The New Jim Crow offers an unflinching look at the US addiction to imprisonment and comes up with a startling diagnosis: American corporate greed, political opportunism and the exploitation of age-old hatred and fears have congealed to created a monstrous explosion in the world’s largest prison industrial complex. Further, the author, Michelle Alexander, a law professor at Ohio State University’s Moritz College of Law, digs deep into US history, and deeper still into US criminal law and practice, to conclude that the barbarous system of repression and control known commonly as Jim Crow had a rebirth in this era.
That’s why she calls it The New Jim Crow.

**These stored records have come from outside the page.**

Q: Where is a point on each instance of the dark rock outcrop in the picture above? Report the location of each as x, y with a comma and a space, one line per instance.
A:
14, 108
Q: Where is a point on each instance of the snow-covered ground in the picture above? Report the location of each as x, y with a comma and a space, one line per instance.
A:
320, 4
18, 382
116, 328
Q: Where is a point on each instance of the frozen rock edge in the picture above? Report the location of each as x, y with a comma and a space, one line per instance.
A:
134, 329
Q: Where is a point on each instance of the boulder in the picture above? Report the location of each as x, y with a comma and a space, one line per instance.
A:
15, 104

This system of legal discrimination came into being much as the first one did. After the rout of the South in the Civil War, millions of newly-freed Africans exercised their new rights under Reconstruction. Black men became senators and legislators across the South. But this period was short-lived, and as soon as possible states passed harsh laws known as Black Codes, which denied rights and criminalized behavior by Blacks, and exposed them to the repression of southern prisons where convicts were leased out to labor for others. It was the rebirth of slavery by other means.
This present era began at the height of the US civil rights movement, when millions of Blacks fought for their rights denied for more than a century.

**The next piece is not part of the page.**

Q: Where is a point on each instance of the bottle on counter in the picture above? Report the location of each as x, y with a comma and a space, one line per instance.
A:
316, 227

Alexander concludes that this new system – this new coalescence of economic and political interests – targeted Blacks, especially those engaged in the drug industry, as the human capital with which to provide massive prison construction, huge prison staffs and the other appendages of the apparatus of state repression.
But perhaps Alexander’s most salient point is her finding that America’s Black population constitutes a “racial caste” that feeds and perpetuates mass incarceration.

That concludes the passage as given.